At least I have Cali and Brooke, my dogs, who are currently sleeping on me as I type this and watch the Olympics. I considered not watching, as that was something Mommy and I did together, but I realize that I can't start doing that - I owe Mommy more than that. I owe it to her, and Daddy, to live my lfe, and to try to enjoy those things I enjoyed in the past. My heart may not be totally in it, but I'm trying.

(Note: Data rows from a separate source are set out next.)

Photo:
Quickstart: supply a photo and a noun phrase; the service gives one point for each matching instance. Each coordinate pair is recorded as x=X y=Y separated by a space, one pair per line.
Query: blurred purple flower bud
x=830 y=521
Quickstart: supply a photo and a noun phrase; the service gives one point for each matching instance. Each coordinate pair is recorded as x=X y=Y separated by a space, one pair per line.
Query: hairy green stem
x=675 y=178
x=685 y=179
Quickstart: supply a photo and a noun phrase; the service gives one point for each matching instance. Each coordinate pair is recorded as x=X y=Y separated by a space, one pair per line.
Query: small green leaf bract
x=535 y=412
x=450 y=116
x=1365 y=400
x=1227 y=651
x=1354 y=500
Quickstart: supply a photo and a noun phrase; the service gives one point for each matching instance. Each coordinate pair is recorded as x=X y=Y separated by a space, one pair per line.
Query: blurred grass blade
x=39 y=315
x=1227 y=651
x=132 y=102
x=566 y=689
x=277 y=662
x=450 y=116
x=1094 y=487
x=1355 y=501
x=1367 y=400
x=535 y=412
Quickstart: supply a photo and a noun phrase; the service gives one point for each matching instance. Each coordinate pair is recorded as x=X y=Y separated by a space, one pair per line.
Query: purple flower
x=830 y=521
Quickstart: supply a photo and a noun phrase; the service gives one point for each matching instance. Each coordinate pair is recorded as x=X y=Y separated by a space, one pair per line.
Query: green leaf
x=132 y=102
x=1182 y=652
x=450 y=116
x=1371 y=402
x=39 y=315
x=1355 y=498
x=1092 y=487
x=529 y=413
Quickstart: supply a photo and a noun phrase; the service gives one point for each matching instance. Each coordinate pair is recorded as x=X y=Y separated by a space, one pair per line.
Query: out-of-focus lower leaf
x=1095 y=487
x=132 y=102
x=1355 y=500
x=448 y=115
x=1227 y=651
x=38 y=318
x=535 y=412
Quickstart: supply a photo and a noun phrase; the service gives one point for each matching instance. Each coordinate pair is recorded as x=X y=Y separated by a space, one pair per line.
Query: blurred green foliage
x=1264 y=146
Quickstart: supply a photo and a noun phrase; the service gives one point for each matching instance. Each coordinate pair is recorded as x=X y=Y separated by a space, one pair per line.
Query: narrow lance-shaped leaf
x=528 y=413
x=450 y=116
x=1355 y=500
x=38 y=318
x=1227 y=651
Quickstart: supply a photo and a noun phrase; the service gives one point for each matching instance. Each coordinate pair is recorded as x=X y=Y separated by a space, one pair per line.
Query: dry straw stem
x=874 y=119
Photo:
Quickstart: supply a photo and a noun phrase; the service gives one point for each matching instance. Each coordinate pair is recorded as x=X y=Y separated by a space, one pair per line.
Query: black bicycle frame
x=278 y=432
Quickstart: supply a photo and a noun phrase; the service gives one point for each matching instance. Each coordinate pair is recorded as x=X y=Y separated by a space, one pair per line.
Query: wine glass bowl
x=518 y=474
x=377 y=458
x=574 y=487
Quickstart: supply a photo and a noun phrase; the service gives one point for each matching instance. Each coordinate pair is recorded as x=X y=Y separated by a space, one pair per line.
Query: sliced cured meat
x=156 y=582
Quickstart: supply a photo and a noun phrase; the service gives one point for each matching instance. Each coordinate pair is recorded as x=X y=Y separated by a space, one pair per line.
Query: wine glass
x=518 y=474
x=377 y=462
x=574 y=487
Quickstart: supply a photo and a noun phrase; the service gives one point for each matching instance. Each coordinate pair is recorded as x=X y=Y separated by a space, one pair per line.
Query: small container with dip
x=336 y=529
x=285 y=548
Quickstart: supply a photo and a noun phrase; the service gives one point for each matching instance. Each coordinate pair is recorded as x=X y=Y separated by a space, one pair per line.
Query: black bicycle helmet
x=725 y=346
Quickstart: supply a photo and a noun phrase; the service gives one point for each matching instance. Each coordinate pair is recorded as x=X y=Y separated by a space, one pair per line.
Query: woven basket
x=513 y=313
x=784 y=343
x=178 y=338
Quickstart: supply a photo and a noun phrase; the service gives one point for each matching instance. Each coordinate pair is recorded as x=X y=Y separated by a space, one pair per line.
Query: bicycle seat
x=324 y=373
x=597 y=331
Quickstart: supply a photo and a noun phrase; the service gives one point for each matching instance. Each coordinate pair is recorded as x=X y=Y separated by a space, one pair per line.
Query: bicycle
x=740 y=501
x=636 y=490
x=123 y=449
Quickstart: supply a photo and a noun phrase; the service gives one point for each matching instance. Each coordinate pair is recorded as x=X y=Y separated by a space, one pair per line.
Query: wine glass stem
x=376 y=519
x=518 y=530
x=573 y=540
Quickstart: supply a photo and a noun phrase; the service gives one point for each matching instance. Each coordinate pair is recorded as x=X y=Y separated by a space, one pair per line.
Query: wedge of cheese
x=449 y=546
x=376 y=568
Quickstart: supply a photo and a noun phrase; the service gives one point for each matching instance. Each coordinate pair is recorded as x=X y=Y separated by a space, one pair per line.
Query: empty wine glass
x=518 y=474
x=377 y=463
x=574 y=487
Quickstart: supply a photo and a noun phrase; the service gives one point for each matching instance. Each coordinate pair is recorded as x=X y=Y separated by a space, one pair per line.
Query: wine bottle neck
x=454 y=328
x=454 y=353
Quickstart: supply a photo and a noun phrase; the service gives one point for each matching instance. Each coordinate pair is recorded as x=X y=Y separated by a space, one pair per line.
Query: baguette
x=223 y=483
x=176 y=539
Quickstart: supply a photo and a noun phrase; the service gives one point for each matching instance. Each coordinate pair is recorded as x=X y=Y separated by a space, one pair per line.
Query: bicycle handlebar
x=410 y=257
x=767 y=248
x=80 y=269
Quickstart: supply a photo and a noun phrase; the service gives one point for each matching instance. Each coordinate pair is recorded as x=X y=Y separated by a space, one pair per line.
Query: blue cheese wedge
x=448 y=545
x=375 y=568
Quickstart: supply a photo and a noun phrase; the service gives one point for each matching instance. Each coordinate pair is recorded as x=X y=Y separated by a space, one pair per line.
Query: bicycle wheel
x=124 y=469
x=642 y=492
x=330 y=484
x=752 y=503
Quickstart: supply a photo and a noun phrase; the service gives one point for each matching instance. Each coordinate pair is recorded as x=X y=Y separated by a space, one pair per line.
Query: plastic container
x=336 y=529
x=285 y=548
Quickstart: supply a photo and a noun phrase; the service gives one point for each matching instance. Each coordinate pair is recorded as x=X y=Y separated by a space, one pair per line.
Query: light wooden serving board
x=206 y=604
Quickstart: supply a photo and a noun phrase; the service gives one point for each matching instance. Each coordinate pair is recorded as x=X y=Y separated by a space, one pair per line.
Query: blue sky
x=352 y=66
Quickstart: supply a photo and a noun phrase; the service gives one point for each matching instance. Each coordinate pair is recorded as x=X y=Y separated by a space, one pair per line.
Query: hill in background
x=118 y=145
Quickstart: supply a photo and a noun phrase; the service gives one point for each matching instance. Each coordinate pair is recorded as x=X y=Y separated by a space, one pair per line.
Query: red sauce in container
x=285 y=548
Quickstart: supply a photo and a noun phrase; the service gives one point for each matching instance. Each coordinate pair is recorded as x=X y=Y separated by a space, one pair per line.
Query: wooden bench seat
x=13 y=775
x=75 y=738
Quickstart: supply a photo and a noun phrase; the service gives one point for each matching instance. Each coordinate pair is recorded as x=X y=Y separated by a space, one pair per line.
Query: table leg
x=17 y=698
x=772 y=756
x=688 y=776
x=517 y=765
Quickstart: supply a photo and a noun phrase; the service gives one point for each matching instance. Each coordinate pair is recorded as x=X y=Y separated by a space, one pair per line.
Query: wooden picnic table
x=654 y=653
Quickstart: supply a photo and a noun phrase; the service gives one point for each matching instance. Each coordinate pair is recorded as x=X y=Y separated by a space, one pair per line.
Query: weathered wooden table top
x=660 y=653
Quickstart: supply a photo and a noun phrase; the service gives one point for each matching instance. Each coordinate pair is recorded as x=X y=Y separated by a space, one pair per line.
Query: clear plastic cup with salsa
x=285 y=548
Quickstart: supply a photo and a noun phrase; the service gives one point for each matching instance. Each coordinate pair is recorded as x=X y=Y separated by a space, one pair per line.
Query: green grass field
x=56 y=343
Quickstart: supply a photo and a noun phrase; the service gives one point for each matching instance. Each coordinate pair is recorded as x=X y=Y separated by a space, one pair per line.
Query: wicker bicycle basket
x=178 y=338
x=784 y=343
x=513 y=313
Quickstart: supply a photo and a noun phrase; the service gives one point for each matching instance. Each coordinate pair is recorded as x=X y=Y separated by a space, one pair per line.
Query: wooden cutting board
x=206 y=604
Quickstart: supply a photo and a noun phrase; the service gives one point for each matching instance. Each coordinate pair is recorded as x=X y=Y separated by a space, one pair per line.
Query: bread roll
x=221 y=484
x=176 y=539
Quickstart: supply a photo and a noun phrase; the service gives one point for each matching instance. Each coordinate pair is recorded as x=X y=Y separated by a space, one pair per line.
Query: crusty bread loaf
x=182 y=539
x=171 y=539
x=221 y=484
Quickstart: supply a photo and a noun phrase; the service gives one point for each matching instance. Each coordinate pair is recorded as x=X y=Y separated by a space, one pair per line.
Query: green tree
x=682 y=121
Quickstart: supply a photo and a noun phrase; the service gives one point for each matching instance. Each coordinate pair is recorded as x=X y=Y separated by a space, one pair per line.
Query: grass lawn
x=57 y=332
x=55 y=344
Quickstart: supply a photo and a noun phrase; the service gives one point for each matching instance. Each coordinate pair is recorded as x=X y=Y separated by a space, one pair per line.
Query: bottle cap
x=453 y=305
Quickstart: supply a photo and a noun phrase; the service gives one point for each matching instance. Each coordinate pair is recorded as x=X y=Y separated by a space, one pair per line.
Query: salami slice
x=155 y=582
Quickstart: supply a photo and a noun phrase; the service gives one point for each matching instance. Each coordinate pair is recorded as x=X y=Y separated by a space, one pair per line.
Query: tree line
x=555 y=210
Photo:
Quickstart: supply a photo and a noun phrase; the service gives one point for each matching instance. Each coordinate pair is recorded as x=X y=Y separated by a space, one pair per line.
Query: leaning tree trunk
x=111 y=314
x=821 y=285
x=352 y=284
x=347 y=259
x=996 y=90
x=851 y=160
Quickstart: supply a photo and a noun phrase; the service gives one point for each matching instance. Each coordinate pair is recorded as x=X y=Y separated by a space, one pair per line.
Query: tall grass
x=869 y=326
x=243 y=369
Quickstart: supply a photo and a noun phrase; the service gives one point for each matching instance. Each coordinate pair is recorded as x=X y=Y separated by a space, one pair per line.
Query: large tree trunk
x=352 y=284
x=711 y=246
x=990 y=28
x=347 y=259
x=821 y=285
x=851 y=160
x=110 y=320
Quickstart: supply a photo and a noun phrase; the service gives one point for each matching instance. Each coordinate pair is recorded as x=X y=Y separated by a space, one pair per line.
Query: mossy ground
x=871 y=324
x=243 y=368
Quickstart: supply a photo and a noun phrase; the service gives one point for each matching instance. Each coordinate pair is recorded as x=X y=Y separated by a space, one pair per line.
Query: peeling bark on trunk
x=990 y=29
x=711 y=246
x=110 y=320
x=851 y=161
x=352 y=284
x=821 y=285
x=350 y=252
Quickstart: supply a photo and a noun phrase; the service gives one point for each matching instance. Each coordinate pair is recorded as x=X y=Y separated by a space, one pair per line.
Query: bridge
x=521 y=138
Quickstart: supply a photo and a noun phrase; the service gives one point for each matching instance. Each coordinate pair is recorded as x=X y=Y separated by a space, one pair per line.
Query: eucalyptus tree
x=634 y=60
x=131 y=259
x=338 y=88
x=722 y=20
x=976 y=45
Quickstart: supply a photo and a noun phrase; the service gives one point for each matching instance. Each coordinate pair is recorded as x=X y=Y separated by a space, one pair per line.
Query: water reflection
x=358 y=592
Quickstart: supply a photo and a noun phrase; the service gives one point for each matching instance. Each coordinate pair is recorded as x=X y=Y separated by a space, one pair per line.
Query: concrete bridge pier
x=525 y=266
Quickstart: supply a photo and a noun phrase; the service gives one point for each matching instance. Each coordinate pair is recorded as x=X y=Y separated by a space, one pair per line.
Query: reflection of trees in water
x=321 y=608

So, a few more hours and I'll have to try to go to sleep. Either that, or it's going to be a Dr. Who marathon with that new DVD I bought afer our London trip. Right now, I'd prefer sleep. Here's hoping . . .

Sunday, February 7, 2010

Day One - The Day the World Stopped Turning

My name is Kristen. My mother passed away today at 4:45 PM. I promised her I would be all right, and through this blog, I hope to make that true. I don't what I will write, or where this will go, but it will be honest, and it will hopefuly be a a fitting tribute to the best person the world has ever seen.

I love you Mommy, and I always will. I'll never forget you, ever.